Download Latest Version v4.55.0_ New openai GPT OSS model! source code.zip (24.0 MB)
Email in envelope

Get an email when there's a new version of Transformers

Home / v4.55.0
Name Modified Size InfoDownloads / Week
Parent folder
README.md 2025-08-05 19.8 kB
v4.55.0_ New openai GPT OSS model! source code.tar.gz 2025-08-05 18.9 MB
v4.55.0_ New openai GPT OSS model! source code.zip 2025-08-05 24.0 MB
Totals: 3 Items   43.0 MB 1

Welcome GPT OSS, the new open-source model family from OpenAI!

image

For more detailed information about this model, we recommend reading the following blogpost: https://huggingface.co/blog/welcome-openai-gpt-oss

GPT OSS is a hugely anticipated open-weights release by OpenAI, designed for powerful reasoning, agentic tasks, and versatile developer use cases.

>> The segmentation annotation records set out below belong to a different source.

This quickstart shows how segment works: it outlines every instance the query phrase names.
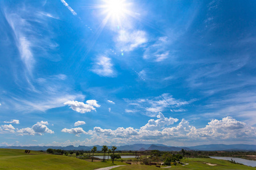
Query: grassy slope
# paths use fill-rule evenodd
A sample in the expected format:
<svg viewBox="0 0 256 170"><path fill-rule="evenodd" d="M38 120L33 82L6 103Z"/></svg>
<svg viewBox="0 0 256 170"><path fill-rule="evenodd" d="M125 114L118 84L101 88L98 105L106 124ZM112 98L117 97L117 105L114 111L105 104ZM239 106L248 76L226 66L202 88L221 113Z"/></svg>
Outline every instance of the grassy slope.
<svg viewBox="0 0 256 170"><path fill-rule="evenodd" d="M94 169L113 166L111 162L88 162L74 157L53 155L40 152L31 151L30 154L24 150L0 149L0 169ZM115 162L117 165L125 164Z"/></svg>
<svg viewBox="0 0 256 170"><path fill-rule="evenodd" d="M181 166L172 165L171 168L163 169L256 169L255 167L250 167L243 165L232 164L226 160L217 160L210 158L191 158L189 159L189 164ZM212 164L217 164L215 166L210 166L205 164L210 163ZM113 169L160 169L155 166L131 165L125 167L116 168Z"/></svg>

It comprises two models: a big one with 117B parameters (gpt-oss-120b), and a smaller one with 21B parameters (gpt-oss-20b). Both are mixture-of-experts (MoEs) and use a 4-bit quantization scheme (MXFP4), enabling fast inference (thanks to fewer active parameters, see details below) while keeping resource usage low. The large model fits on a single H100 GPU, while the small one runs within 16GB of memory and is perfect for consumer hardware and on-device applications.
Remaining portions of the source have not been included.